Active site of trypanothione reductase: A target for rational drug design

The X-ray crystal structure of the enzyme trypanothione reductase, isolated from the trypanosomatid organism Crithidia fasciculata, has been solved by molecular replacement. The search model was the crystal structure of human glutathione reductase that shares approximately 40% sequence identity. The trypanosomal enzyme crystallizes in the tetragonal space group P41 with unit cell lengths of a = 128·9 Å and c = 92·3 Å. The asymmetric unit consists of a homodimer of approximate molecular mass 108 kDa.
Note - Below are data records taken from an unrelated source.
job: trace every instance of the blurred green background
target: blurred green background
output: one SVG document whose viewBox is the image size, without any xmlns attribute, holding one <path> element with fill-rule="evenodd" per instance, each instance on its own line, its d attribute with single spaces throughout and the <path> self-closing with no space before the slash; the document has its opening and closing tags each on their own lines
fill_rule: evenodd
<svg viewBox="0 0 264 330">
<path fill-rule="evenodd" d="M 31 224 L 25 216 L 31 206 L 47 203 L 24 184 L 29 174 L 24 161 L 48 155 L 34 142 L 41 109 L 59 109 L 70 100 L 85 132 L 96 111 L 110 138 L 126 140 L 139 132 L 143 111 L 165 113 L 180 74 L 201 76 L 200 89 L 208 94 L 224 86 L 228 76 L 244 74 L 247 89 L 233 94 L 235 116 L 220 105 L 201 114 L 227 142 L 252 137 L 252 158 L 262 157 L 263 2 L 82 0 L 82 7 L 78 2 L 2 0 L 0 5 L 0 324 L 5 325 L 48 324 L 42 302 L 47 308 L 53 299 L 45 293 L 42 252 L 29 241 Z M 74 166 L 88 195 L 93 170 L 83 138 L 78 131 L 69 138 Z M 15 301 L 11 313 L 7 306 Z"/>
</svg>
We present the structural detail of the active site as derived from the crystallographic model obtained at an intermediate stage of the analysis using diffraction data to 2·8 Å resolution with an R-factor of 23·2%. This model has root-mean-square deviations from ideal geometry of 0·026 Å for bond lengths and 4·7 ° for bond angles. The trypanosomid enzyme assumes a similar biological function to glutathione reductase and, although similar in topology to human glutathione reductase, has an enlarged active site and a number of amino acid differences, steric and electrostatic, which allows it to process only the unique substrate trypanothione and not glutathione. This protein represents a prime target for chemotherapy of several debilitating tropical diseases caused by protozoan parasites belonging to the genera Trypanosoma and Leishmania. The structural differences between the parasite and host enzymes and their substrates thus provides a rational basis for the design of new drugs active against trypanosomes. In addition, our model explains the results of site-directed mutagenesis experiments, carried out on recombinant trypanothione reductase and glutathione reductases, designed by consideration of the crystal structure of human glutathione reductase.